Sleepless isn’t an awful movie or even a completely poorly shot film, but it doesn’t exactly embrace its material beyond the extent of possibly creating a series of forgettable movies for Jamie Foxx to keep rescuing his son from.

Yeah, the film’s ending almost feels like it’s begging for a decent box office, so that it can become the new generation’s Taken.

The R-rating is refreshing and fitting, but mostly makes way for language and the occasional spurt of blood. There’s not a whole lot of comprehensible action, with most of the film’s action suffering due to poor lighting and an over-focused camera.

Characters that aren’t Jamie Foxx or Scoot McNairy seem to blend together as the bullets fly and the fists deliver.

The twists are dropped into the film at just the right moments, to ensure that you’re still following along the overly convoluted plot line that can be summed up in a few sentences.

Baran bo Odar doesn’t leave a lasting impression from a directing standpoint. Nothing sticks out, especially the film’s weak attempt at mostly taking place inside of a Las Vegas casino.

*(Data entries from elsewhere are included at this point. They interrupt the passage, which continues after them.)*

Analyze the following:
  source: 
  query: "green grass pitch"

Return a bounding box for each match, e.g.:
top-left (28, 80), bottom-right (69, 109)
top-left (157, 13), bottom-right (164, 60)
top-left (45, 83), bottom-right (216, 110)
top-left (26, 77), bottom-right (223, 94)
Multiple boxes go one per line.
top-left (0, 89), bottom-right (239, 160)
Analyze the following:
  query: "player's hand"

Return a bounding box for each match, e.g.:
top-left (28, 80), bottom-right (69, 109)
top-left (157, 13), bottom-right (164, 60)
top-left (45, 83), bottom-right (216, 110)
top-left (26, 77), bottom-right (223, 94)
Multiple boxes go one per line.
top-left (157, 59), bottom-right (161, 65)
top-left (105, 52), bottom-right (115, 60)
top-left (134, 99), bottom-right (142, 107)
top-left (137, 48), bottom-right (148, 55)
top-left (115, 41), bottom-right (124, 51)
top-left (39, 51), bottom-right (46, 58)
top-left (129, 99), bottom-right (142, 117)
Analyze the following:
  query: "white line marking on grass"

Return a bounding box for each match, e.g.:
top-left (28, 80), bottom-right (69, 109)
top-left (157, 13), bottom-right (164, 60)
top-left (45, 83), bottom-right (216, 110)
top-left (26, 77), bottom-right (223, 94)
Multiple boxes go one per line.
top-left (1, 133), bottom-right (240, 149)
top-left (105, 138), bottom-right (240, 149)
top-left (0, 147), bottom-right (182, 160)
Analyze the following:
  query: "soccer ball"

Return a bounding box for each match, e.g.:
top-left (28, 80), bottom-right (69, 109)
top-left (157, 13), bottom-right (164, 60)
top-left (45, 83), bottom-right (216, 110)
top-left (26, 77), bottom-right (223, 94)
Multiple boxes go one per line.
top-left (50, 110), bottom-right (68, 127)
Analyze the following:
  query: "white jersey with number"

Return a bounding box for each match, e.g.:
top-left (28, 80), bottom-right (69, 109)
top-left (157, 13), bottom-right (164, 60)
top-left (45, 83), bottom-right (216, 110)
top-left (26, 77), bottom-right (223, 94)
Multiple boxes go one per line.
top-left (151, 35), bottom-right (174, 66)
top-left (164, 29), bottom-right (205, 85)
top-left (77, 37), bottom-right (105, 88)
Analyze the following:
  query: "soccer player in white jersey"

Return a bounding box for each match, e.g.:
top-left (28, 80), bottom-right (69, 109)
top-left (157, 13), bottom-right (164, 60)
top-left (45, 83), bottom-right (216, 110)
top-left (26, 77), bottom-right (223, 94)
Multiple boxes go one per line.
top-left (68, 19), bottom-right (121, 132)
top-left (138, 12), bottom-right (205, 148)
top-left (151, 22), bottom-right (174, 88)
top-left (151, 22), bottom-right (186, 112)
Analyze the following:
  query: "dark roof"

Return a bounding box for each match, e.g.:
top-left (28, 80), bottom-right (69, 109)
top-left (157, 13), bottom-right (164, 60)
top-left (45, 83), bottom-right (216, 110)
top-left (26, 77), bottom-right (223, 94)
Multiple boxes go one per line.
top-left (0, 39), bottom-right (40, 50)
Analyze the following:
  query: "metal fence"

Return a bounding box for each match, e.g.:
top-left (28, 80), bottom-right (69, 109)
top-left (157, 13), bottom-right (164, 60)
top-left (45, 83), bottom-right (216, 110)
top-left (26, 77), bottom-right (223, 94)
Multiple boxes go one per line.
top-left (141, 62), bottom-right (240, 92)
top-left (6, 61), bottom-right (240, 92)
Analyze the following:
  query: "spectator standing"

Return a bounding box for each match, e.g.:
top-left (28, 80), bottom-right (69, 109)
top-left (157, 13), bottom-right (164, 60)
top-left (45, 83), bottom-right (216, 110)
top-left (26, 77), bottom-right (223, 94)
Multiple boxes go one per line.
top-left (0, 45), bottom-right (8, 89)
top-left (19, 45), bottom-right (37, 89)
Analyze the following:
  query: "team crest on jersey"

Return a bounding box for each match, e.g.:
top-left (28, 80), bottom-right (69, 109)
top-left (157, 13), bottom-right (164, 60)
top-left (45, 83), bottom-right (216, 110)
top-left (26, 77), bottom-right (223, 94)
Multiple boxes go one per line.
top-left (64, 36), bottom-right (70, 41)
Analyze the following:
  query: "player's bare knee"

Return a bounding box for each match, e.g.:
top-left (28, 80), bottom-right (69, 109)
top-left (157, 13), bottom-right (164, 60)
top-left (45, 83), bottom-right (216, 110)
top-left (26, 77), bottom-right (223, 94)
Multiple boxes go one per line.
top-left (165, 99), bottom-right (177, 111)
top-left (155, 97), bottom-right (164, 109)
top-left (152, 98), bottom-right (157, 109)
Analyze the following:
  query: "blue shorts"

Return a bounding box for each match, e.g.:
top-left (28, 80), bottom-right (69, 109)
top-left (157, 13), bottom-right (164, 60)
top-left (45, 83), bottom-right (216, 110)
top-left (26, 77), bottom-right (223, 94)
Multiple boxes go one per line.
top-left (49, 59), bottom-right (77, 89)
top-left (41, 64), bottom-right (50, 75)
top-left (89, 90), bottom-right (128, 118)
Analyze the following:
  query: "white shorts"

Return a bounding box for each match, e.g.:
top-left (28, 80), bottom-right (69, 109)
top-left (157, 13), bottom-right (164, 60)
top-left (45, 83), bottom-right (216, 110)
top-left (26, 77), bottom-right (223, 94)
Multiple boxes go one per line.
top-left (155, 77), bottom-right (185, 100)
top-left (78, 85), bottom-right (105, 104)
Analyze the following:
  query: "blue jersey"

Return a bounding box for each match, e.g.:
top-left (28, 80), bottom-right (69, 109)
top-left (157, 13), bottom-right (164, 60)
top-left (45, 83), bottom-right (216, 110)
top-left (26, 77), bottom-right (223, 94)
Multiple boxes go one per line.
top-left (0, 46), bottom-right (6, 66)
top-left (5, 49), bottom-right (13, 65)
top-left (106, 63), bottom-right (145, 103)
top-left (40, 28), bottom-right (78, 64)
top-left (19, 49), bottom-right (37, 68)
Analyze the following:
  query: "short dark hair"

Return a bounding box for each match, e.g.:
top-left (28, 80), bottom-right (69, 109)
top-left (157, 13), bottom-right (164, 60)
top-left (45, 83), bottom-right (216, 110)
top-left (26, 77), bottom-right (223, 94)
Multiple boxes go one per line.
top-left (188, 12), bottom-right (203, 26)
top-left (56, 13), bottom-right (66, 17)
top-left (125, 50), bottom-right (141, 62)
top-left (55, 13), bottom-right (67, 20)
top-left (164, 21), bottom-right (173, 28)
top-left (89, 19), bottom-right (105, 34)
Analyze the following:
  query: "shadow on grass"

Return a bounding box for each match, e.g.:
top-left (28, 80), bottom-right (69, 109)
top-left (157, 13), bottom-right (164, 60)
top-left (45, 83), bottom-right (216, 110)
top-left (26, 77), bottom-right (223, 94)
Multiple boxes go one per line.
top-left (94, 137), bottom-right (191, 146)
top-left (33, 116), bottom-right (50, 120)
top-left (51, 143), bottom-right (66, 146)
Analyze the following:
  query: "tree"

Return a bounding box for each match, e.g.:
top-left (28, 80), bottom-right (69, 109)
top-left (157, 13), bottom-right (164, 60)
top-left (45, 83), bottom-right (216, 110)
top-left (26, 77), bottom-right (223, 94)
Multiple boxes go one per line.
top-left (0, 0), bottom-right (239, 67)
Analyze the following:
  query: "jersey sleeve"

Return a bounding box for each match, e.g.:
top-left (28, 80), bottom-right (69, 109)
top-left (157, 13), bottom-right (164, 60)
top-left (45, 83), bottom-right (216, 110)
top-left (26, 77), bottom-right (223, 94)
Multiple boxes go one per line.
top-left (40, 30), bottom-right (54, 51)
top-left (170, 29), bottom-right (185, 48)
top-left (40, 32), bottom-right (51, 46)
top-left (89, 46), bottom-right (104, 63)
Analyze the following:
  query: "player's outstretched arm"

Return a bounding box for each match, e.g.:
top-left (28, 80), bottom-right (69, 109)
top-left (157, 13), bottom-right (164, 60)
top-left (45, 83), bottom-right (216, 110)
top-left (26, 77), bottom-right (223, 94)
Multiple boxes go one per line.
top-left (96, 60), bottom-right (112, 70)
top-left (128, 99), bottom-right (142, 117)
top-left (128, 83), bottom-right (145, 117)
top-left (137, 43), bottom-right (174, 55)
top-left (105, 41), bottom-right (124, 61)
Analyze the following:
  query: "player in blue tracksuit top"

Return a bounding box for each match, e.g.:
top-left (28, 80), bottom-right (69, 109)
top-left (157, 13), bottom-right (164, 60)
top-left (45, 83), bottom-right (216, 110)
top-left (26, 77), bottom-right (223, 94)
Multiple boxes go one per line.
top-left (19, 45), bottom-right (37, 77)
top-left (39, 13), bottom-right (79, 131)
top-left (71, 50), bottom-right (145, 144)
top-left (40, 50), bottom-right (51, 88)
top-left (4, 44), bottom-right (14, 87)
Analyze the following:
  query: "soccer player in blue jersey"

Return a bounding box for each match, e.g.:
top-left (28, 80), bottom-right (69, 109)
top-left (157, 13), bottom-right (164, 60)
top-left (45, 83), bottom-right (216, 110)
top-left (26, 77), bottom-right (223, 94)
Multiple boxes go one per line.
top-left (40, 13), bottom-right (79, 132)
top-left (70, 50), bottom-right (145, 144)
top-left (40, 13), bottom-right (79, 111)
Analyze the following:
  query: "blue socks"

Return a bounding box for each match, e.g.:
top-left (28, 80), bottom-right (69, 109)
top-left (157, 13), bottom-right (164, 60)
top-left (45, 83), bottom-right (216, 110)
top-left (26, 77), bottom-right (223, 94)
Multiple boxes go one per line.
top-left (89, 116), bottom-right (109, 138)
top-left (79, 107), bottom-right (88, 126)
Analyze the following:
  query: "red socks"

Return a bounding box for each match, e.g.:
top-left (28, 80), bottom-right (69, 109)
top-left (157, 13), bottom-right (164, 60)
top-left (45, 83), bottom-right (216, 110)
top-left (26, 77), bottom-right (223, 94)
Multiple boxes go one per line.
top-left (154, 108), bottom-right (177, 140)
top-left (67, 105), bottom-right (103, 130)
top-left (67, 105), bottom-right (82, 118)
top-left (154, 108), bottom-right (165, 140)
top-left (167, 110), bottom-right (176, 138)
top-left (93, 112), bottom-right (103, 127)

There’s no theme or consistency with the setting and scenery to make the nightclub look anything more than an excuse to bump the music and turn the strobe lights on.

Jamie Foxx gives a performance that feels tired and worthy of much more. He doesn’t exactly phone it in, but you can tell that he shouldn’t be slumming it this low.

Same goes for his co-stars, Michelle Monaghan, Scoot McNairy and to a lesser extent Dermot Mulroney. McNairy indulges on his performance, giving us something that’s not exactly over-the-top fun, but worthwhile enough to be a baddie, while Mulroney mostly fits in as a slimy nightclub owner trying to snag a bit more power.

Most of the cast feels over-qualified — but not a single person gives a bad performance.

Sleepless won’t exactly put you to sleep, but it’s not the most exciting film either. I went in fully knowing what to expect and I mostly got that. It’s a formulaic action flick that takes no chances to separate itself from the dozens before it and the dozens that are surely to come after it.

The Las Vegas setting doesn’t really enhance the viewing, nor does Jamie Foxx as the tough-as-nails crooked cop stuck in the wrong place at the wrong time.

But that’s not to say that some won’t find enjoyment in watching Foxx beat his way through a casino in hopes of rescuing his more-than-useful son. Seriously, his son takes just as much of a beating as he does and that alone might be the film’s only memorable trait.